I’m not an LA City Nerd, so I cannot go into detail about the first white occupants of this historic district or how exactly how many street lamps are within a one mile radius, but I can tell you my subjective impressions of Tujunga Village.
It’s one of my favorite sections of LA. It is filled with tree lined streets, mostly built up in the 1940’s and 50’s. There are several areas with magnificent homes, well tended gardens, and a refreshing absence of security gates and the kind of cheap ornamental vulgarity that characterizes Encino and Beverly Hills.
Along Tujunga there is the Aroma Cafe, with its gardens, bookstore and delicious sandwiches, coffee and desserts. I’ve also eaten in Caioti with its excellent pizzas and pastas. There are small boutiques filled with circa 1995 Shabby Chic furniture, and those feminine oriented candle, moisturizer, jewelry, shoe and scarf shops patronized by bored women with too much time on their well manicured hands. Naturally, there are yoga and acting studios and countless hours devoted to conversations about relationships.

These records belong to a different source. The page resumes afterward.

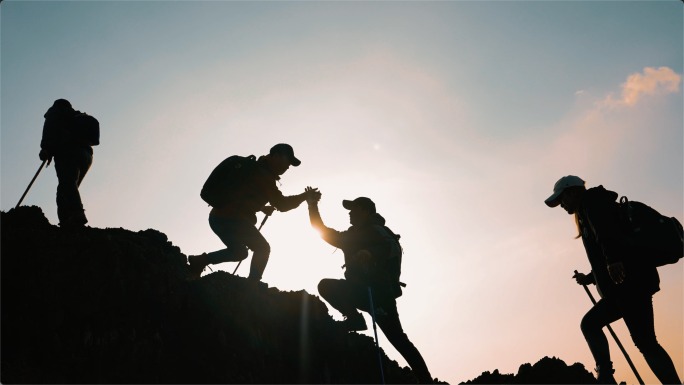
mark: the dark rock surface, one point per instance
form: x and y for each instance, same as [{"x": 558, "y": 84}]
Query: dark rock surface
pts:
[
  {"x": 545, "y": 371},
  {"x": 114, "y": 306}
]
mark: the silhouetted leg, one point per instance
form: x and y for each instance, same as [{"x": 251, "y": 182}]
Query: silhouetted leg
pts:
[
  {"x": 602, "y": 314},
  {"x": 638, "y": 316},
  {"x": 391, "y": 327},
  {"x": 71, "y": 165},
  {"x": 236, "y": 234},
  {"x": 228, "y": 231}
]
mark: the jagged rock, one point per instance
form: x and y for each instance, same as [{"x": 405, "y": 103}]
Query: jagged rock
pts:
[
  {"x": 114, "y": 306},
  {"x": 545, "y": 371}
]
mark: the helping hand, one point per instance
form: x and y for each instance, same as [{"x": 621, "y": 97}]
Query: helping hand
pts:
[
  {"x": 582, "y": 279},
  {"x": 312, "y": 195},
  {"x": 268, "y": 210},
  {"x": 617, "y": 272}
]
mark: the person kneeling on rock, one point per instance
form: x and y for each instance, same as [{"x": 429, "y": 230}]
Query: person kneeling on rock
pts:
[{"x": 372, "y": 256}]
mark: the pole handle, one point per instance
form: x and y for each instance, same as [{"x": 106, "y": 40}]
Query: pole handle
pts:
[{"x": 31, "y": 184}]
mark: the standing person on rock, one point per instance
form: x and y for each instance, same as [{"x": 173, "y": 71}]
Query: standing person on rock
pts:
[
  {"x": 625, "y": 282},
  {"x": 237, "y": 189},
  {"x": 69, "y": 137},
  {"x": 372, "y": 257}
]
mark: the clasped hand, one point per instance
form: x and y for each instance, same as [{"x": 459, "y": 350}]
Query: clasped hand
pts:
[{"x": 312, "y": 195}]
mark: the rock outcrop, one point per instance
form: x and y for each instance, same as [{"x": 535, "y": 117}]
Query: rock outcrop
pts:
[{"x": 115, "y": 306}]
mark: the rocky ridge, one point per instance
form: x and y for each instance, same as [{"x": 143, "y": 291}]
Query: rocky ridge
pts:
[{"x": 115, "y": 306}]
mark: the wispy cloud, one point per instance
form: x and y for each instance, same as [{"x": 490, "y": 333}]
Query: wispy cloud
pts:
[{"x": 653, "y": 81}]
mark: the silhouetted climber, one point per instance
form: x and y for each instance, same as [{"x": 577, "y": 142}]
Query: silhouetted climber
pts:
[
  {"x": 69, "y": 137},
  {"x": 625, "y": 280},
  {"x": 372, "y": 257},
  {"x": 237, "y": 189}
]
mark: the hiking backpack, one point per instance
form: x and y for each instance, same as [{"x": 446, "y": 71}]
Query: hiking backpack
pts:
[
  {"x": 649, "y": 228},
  {"x": 227, "y": 177},
  {"x": 393, "y": 261},
  {"x": 86, "y": 127}
]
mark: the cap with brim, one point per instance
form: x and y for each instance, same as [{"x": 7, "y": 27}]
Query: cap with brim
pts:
[
  {"x": 361, "y": 202},
  {"x": 560, "y": 186},
  {"x": 286, "y": 149}
]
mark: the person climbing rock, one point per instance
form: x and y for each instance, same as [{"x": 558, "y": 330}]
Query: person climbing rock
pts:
[
  {"x": 625, "y": 280},
  {"x": 237, "y": 189},
  {"x": 372, "y": 257},
  {"x": 69, "y": 137}
]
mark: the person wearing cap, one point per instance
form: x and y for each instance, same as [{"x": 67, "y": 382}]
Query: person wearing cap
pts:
[
  {"x": 234, "y": 222},
  {"x": 73, "y": 157},
  {"x": 625, "y": 283},
  {"x": 372, "y": 257}
]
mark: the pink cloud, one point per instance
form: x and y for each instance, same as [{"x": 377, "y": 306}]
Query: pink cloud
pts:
[{"x": 653, "y": 81}]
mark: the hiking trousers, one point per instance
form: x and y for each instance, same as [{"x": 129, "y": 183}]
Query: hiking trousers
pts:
[
  {"x": 638, "y": 315},
  {"x": 239, "y": 235},
  {"x": 347, "y": 296},
  {"x": 72, "y": 165}
]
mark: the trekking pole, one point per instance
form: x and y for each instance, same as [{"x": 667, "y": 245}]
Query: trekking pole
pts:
[
  {"x": 31, "y": 184},
  {"x": 260, "y": 226},
  {"x": 629, "y": 361},
  {"x": 375, "y": 330}
]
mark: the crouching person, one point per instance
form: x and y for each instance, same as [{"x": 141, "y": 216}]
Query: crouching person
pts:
[{"x": 372, "y": 256}]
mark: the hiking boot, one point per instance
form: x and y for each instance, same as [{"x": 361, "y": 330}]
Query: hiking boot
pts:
[
  {"x": 604, "y": 374},
  {"x": 197, "y": 265},
  {"x": 354, "y": 323}
]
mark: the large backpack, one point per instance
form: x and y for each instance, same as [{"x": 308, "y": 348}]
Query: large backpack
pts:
[
  {"x": 393, "y": 261},
  {"x": 86, "y": 127},
  {"x": 663, "y": 237},
  {"x": 227, "y": 177}
]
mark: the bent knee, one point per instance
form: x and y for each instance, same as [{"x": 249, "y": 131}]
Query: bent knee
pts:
[
  {"x": 241, "y": 253},
  {"x": 262, "y": 248},
  {"x": 646, "y": 344}
]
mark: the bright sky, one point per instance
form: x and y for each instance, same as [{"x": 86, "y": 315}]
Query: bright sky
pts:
[{"x": 456, "y": 118}]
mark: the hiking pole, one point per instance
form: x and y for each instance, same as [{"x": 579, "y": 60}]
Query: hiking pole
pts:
[
  {"x": 629, "y": 361},
  {"x": 31, "y": 184},
  {"x": 375, "y": 330},
  {"x": 260, "y": 226}
]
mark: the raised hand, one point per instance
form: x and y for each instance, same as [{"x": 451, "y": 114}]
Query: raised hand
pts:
[{"x": 268, "y": 210}]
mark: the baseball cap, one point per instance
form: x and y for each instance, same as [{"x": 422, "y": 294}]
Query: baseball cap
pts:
[
  {"x": 285, "y": 149},
  {"x": 361, "y": 202},
  {"x": 562, "y": 184}
]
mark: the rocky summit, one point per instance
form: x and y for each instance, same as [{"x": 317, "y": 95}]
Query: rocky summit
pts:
[
  {"x": 110, "y": 305},
  {"x": 545, "y": 371}
]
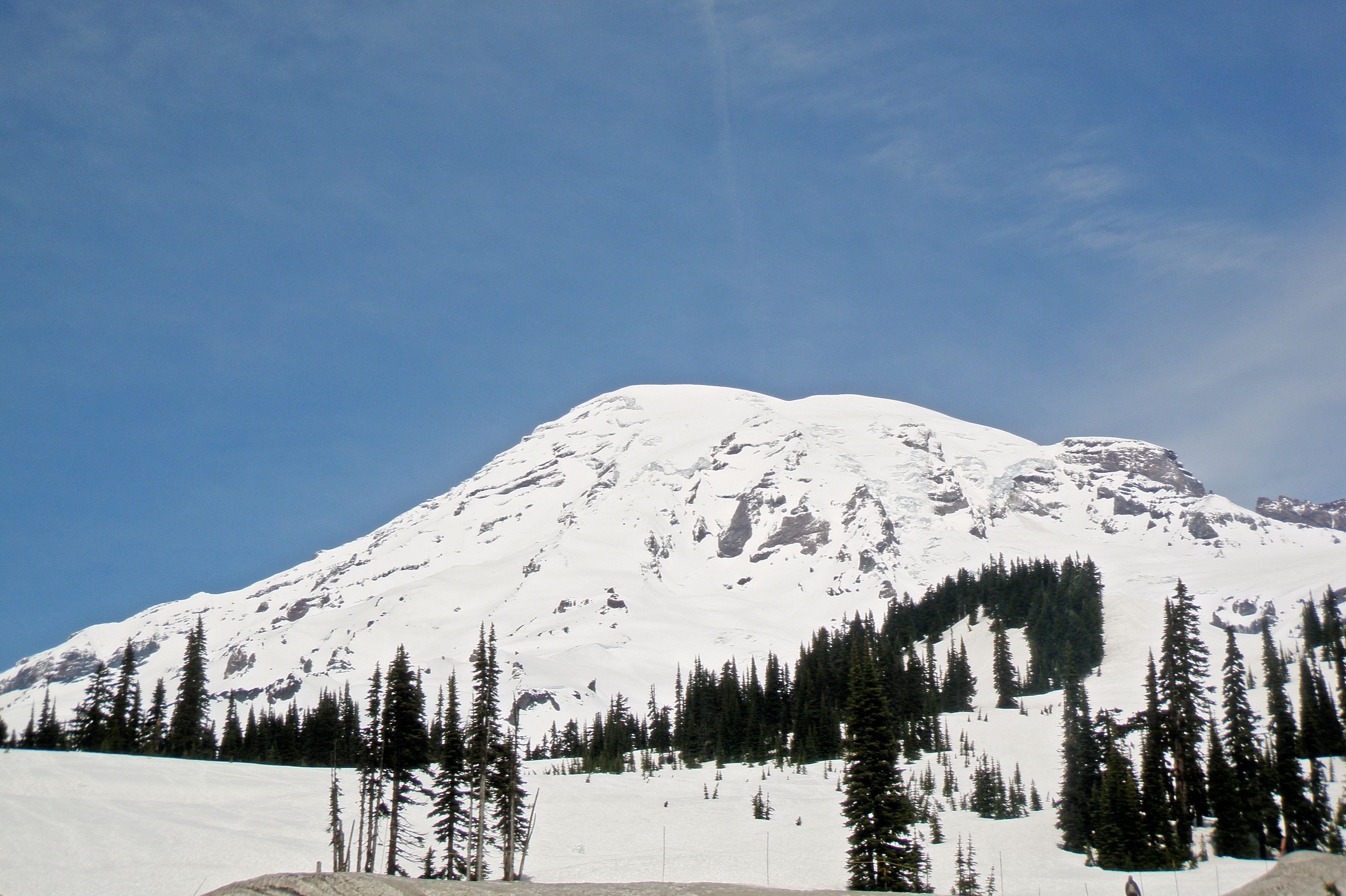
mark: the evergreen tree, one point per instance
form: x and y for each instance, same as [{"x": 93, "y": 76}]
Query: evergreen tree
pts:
[
  {"x": 1239, "y": 831},
  {"x": 482, "y": 742},
  {"x": 1006, "y": 676},
  {"x": 232, "y": 740},
  {"x": 1287, "y": 777},
  {"x": 1310, "y": 626},
  {"x": 373, "y": 809},
  {"x": 91, "y": 722},
  {"x": 154, "y": 731},
  {"x": 1182, "y": 676},
  {"x": 966, "y": 871},
  {"x": 883, "y": 856},
  {"x": 49, "y": 732},
  {"x": 1332, "y": 629},
  {"x": 405, "y": 744},
  {"x": 451, "y": 792},
  {"x": 187, "y": 732},
  {"x": 1080, "y": 767},
  {"x": 1319, "y": 816},
  {"x": 1231, "y": 833},
  {"x": 1157, "y": 809},
  {"x": 334, "y": 827},
  {"x": 509, "y": 800},
  {"x": 1119, "y": 832},
  {"x": 123, "y": 723}
]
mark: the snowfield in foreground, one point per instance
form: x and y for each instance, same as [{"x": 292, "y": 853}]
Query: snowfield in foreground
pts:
[{"x": 130, "y": 825}]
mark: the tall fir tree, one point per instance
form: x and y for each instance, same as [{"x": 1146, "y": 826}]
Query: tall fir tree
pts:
[
  {"x": 232, "y": 739},
  {"x": 187, "y": 735},
  {"x": 49, "y": 732},
  {"x": 405, "y": 746},
  {"x": 1119, "y": 836},
  {"x": 883, "y": 856},
  {"x": 1080, "y": 767},
  {"x": 123, "y": 723},
  {"x": 453, "y": 790},
  {"x": 91, "y": 723},
  {"x": 482, "y": 743},
  {"x": 1157, "y": 789},
  {"x": 1182, "y": 680},
  {"x": 154, "y": 732},
  {"x": 1240, "y": 833},
  {"x": 372, "y": 788},
  {"x": 1003, "y": 672},
  {"x": 1287, "y": 775}
]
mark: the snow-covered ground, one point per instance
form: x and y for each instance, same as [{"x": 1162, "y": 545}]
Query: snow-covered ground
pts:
[
  {"x": 128, "y": 825},
  {"x": 658, "y": 524}
]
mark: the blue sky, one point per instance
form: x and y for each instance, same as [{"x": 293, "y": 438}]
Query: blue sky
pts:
[{"x": 272, "y": 274}]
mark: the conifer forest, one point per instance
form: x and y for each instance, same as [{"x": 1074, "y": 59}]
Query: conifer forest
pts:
[{"x": 1198, "y": 769}]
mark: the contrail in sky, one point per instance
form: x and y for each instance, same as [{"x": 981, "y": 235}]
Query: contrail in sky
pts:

There’s lovely Woodbridge Park at Elmer and Moorpark, where quite often I see mothers play with their own children, rather than outsourcing the work. The park is clean and there are only one or two vagrants, about 50 less than one finds in say, a Santa Monica playground.
The street names have a nostalgic and rose scented sound to them: Elmer, Klump, Farmdale and Chiquita. Window boxes, picket fences, lavender, big oak trees and double hung wood windows with louvered shutters are just around any corner.
The bloody killing of Robert Blake’s wife Bonnie Lee Bakley on May 4, 2001 just outside of Vitello’s Restaurant, was an anomaly. Murder in Tujunga Village mostly occurs only in the scripts penned by area writers.
The whole neighborhood feeling evaporates just to the east where the brutal and environmentally murderous Hollywood Freeway slices through the area.

I did some work in Studio City, and I can say that while it does have a certain L.A. charm to it, it has to be one of the most pedestrian/bike unfriendly parts of the city. Sidewalks are crap or nonexistent. Also most of the sidewalks end abruptly with a high curb. Intersections are flooded with dirty pools of water. No bike lines, and very little room between cars parked on the side of the street and cars passing by you. I would ride from the North Hollywood Station to Tujunga/Moorpark and it was never fun.
Barnaby’s at Tujunga/Moorpark is surprisingly great though. I found Caioti to be a massively overpriced and tasteless disappointment.